Here’s another compelling reason to start from a position of “open:” we do not believe that it is possible for a museum to make an objective decision about what level of data redaction is appropriate for future usage, given that one of the main aims of collections digitization is to broaden the usage of collections beyond traditional boundaries. Given that it is difficult—perhaps impossible—to predict how collections may be used in the future, it is equally impossible to make statements about minimal standards for data release that will be valid more than a few years into the future.

In addition, we believe that the greater the range of data that are only made available on request, the more we will be required to make subjective decisions about the use to which the data will be put. As we mentioned earlier, restricting physical access to specimens based on risk parameters is appropriate when resources are limited; restricting access to data has minimal resource implications for a museum that has already committed to web accessibility.

It could be argued that resource availability does come into play once the data have been released. For example, land managers may have insufficient resources to protect fossil sites on Federal land from illegal collecting. In this case, it is entirely appropriate for Federal agencies to place restrictions on the release of data as part of collecting permits or repository agreements should they wish to do so. But it is not appropriate for museums to take on themselves the responsibility of law enforcement when there are other agencies and organizations charged and resourced with doing so.
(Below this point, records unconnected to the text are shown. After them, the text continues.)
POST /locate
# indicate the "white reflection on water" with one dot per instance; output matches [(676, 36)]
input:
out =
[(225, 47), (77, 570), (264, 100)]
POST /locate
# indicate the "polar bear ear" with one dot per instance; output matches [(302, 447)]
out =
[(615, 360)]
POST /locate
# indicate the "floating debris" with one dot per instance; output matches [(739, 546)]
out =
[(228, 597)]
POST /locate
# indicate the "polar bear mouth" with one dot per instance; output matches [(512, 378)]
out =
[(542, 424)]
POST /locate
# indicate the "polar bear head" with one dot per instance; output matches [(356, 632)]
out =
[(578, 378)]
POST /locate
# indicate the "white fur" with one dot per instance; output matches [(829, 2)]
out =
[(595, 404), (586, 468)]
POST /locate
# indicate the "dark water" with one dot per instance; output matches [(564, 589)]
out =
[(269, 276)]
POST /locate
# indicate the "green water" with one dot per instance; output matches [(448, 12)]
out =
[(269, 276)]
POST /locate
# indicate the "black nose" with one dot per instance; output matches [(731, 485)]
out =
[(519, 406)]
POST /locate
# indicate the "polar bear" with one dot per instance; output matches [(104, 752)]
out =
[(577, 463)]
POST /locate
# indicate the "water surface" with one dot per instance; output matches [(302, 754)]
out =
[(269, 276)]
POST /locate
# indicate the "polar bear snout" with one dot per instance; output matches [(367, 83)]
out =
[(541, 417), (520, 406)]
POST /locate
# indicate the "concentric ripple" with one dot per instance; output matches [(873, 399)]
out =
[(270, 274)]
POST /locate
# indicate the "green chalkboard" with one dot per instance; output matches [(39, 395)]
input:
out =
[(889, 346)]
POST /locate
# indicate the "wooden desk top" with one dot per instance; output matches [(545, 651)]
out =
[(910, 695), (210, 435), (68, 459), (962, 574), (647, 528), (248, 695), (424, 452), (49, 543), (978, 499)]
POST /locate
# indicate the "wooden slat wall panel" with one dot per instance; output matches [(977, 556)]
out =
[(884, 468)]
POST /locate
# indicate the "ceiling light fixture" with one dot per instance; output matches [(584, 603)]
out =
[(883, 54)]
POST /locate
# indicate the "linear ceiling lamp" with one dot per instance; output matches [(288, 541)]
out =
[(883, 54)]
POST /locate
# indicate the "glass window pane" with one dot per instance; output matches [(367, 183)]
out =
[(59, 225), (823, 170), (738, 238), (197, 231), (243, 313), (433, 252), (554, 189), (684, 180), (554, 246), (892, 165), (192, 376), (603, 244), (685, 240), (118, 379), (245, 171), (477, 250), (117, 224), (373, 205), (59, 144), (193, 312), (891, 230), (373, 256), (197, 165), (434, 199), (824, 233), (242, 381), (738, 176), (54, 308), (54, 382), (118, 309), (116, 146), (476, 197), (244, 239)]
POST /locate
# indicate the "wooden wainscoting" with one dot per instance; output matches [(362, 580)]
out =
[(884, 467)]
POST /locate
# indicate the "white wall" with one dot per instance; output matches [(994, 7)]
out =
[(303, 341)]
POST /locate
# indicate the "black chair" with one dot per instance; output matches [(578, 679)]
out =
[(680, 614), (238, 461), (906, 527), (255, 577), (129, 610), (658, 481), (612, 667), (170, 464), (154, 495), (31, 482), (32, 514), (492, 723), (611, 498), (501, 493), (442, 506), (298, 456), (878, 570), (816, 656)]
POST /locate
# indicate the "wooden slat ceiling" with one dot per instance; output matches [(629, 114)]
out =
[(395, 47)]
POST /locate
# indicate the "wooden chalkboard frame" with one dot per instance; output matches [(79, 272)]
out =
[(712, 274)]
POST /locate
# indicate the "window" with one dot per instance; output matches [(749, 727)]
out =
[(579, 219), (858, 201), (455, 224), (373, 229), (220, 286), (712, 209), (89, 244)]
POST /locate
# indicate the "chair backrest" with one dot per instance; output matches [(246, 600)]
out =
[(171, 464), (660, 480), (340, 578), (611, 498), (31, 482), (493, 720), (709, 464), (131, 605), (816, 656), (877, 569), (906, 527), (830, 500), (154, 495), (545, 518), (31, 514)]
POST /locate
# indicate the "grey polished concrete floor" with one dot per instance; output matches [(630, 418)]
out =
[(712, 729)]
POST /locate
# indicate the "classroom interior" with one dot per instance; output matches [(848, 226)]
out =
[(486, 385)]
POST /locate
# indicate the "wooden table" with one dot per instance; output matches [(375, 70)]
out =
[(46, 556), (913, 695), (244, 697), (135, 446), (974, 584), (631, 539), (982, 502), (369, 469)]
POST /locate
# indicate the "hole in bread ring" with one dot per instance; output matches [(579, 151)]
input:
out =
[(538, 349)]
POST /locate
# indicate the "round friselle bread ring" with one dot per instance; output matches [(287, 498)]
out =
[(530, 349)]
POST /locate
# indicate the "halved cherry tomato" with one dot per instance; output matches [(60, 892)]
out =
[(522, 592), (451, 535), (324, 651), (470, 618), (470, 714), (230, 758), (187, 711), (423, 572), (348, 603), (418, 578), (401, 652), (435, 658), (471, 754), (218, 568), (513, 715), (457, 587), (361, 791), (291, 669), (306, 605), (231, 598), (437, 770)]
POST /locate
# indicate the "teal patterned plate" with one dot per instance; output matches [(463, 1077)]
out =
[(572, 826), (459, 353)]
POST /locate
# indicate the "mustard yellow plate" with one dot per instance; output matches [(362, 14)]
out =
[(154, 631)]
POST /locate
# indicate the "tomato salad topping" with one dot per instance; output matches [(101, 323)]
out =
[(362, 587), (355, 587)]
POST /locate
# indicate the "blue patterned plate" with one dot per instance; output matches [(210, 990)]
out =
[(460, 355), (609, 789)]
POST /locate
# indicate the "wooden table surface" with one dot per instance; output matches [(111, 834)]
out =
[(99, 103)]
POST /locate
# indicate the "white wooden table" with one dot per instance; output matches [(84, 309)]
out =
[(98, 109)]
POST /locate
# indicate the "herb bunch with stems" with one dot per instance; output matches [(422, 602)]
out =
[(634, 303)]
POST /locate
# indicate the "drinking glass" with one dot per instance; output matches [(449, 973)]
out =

The role that museums should be taking—a role which is a core part of their mission—is educating the public and private collectors about the importance of collecting in a responsible manner, collecting contextual information, and depositing fossils and data in a museum. We believe it will be easier to make this argument if deposition of the fossils does not lead to them being locked away, along with their data, inaccessible to the public in whose trust we supposedly hold them. This may be an acute problem for paleontology, but it is a principle that is applicable to any type of museum.
1Norris, C. and Butts, S.H. 2014. Let your data run free? The challenge of data redaction in paleontological collections. Collections Forum, 28(1-2):113-118.